Solusi: Arahkan PAPS ke Swasta
Ari mengusulkan agar pemerintah provinsi mulai mempertimbangkan untuk mengarahkan siswa dari kalangan Potensi Anak Putus Sekolah (PAPS) ke sekolah swasta. Pemerintah dapat memberikan subsidi, insentif, atau bantuan dana pendidikan agar siswa dari keluarga tidak mampu tetap bisa melanjutkan pendidikan tanpa harus tertolak di negeri.
“Kalau mau bantu PAPS, ya kasih ke sekolah swasta. Bantu biayanya. Daripada sekolah tutup, guru dirumahkan, dan pengangguran bertambah,”
— Ari Nurrahmat
Menurut Ari, langkah ini akan jauh lebih efektif dalam menjaga keberlangsungan lembaga pendidikan swasta dan menghindari ketimpangan daya tampung antar-sekolah.
SMK Veteran Turut Terpukul
Situasi serupa juga dialami oleh SMK Veteran Kota Cirebon. Kepala sekolahnya, Wahyu Hidayat, menyebut bahwa tahun ini mereka hanya mendapatkan 11 murid baru, padahal tahun sebelumnya masih bisa menjaring hingga 30 siswa.
“Kita hanya bisa bersyukur meskipun hasilnya jauh dari harapan. Ini jelas berdampak besar pada guru dan staf,”
— Wahyu Hidayat
Wahyu menilai kebijakan penambahan daya tampung di sekolah negeri sangat merugikan sekolah swasta kecil yang memang menyasar kalangan bawah. Ia menyebut sekolahnya memiliki kebijakan pembayaran ringan, bahkan bisa dicicil, namun tetap saja banyak siswa memilih sekolah negeri.
“Kalau lulusan SMP 5.000 dan negeri bisa tampung semua, habislah jatah sekolah swasta. Ini seperti menyedot rezeki kami,”
— Wahyu Hidayat
Beban Guru dan Ancaman PHK
Dampak serius dari krisis siswa baru ini bukan hanya pada operasional sekolah, tapi juga menyasar langsung ke nasib para guru dan staf. Sekolah swasta yang tak memperoleh cukup siswa tidak mampu menutupi biaya rutin, termasuk gaji pengajar.
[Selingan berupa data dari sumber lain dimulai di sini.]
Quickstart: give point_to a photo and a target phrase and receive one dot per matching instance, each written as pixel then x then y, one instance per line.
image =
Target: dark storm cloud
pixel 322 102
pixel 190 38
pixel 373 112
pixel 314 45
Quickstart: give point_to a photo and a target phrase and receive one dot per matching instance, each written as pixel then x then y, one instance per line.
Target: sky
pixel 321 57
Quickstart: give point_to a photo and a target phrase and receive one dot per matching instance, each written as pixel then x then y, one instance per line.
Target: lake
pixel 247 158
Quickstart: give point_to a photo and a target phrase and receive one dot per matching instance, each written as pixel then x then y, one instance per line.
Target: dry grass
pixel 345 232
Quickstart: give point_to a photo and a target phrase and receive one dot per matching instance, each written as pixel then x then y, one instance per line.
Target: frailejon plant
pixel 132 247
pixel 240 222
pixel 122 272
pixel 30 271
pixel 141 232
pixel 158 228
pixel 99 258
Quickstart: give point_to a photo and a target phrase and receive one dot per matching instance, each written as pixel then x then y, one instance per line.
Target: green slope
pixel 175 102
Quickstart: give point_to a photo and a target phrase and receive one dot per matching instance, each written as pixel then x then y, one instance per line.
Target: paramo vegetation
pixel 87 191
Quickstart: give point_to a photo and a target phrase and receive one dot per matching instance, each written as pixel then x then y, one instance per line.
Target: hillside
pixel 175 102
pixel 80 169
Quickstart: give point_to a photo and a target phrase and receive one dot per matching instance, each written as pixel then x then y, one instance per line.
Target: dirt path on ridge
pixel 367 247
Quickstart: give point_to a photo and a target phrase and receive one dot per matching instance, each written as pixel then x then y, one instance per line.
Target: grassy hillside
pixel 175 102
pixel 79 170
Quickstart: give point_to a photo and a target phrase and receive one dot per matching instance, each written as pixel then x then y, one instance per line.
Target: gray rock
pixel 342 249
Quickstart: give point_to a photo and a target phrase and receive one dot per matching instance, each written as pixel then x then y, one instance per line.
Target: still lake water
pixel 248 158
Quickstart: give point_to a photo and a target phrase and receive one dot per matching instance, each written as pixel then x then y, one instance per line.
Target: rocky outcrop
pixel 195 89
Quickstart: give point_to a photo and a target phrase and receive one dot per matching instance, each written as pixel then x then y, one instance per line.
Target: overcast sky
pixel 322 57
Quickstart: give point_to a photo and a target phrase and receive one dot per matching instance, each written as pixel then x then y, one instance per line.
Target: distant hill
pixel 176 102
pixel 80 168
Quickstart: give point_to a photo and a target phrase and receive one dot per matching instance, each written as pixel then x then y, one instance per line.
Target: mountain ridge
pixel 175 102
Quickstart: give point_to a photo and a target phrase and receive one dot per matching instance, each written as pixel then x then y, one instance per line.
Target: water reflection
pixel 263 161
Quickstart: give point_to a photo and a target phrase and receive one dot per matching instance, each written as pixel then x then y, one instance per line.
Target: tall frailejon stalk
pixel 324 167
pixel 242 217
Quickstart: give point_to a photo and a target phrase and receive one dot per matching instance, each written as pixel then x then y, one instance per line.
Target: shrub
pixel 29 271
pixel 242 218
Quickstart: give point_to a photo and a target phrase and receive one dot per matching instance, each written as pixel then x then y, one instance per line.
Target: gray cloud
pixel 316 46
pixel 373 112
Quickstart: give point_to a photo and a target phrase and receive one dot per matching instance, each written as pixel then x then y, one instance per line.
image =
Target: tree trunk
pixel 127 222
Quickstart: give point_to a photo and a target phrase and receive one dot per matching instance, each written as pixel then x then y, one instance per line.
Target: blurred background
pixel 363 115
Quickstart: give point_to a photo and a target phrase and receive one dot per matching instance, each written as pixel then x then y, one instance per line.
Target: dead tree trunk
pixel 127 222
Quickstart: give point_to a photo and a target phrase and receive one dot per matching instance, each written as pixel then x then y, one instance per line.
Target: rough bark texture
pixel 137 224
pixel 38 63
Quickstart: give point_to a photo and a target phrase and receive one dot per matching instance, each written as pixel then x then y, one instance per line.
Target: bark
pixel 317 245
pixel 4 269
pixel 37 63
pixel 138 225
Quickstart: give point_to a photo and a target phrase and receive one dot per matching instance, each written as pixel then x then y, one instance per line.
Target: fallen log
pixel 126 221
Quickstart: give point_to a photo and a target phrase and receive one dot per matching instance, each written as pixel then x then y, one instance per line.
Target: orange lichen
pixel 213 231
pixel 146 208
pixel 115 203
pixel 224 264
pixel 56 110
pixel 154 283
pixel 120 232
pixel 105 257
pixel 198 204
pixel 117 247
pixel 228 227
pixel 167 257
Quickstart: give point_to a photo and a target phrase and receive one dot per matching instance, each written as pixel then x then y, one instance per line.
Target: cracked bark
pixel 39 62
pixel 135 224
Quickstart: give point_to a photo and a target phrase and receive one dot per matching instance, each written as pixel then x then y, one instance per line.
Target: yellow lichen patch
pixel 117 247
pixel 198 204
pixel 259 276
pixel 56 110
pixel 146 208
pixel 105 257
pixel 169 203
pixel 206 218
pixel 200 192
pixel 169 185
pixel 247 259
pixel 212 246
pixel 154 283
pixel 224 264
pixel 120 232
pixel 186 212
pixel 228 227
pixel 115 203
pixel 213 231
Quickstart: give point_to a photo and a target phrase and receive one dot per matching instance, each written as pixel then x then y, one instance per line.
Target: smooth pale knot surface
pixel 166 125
“Kalau begini terus, sekolah bisa tutup. Guru tak digaji, siswa terlantar. Pemerintah harus segera turun tangan,”
— Ari Nurrahmat
Ancaman PHK massal terhadap guru swasta kini menjadi mimpi buruk yang nyata. Banyak sekolah harus memutar otak agar tetap bisa bertahan, namun tanpa siswa, tidak ada sumber pendapatan yang bisa diandalkan.
Dampak Domino Pendidikan
Krisis siswa baru di SMK swasta Cirebon tak hanya mengancam sekolah-sekolah kecil, tapi bisa berdampak pada sistem pendidikan secara keseluruhan. Jika terlalu banyak sekolah swasta gulung tikar, maka kapasitas negeri pun akan kembali kewalahan menampung semua siswa. Ini menciptakan siklus yang kontraproduktif terhadap upaya peningkatan kualitas pendidikan nasional.
“Kami tidak minta istimewa. Kami hanya ingin kebijakan yang adil,”
— Wahyu Hidayat
Sekolah swasta selama ini turut berkontribusi besar dalam mencerdaskan anak bangsa, terutama mereka yang berasal dari keluarga ekonomi lemah. Jika pemerintah tak segera turun tangan, maka dikhawatirkan akan muncul generasi yang terpinggirkan dari sistem pendidikan hanya karena kebijakan yang tak merata penerapannya.
Seruan Evaluasi Kebijakan
Kedua kepala sekolah, Ari dan Wahyu, berharap agar kebijakan rombel 50 siswa dievaluasi secara menyeluruh. Mereka meminta agar pemerintah membuka ruang dialog dan menyertakan suara dari sekolah swasta sebelum menerapkan kebijakan baru.
Sementara itu, sejumlah aktivis pendidikan di Cirebon juga mendesak adanya diskusi terbuka antara pemerintah daerah dan pengelola sekolah swasta agar solusi jangka panjang bisa dirumuskan bersama.
Harapan untuk Pemerataan dan Keberlanjutan
Krisis siswa baru di SMK swasta Cirebon menjadi peringatan keras bahwa kebijakan yang kurang inklusif bisa berimbas fatal. Pendidikan adalah hak semua warga negara, dan sekolah swasta adalah mitra penting pemerintah dalam menjalankan amanah tersebut.
“Syukur-syukur dari pemerintah bisa berbagi siswa demi menyelamatkan anak bangsa. Jangan sampai ada yang putus sekolah,”
— Wahyu Hidayat
Jika pemerintah mampu melihat persoalan ini secara menyeluruh dan bertindak cepat, maka sekolah swasta tetap bisa menjadi tulang punggung pendidikan, terutama di daerah-daerah yang akses pendidikan negerinya belum merata.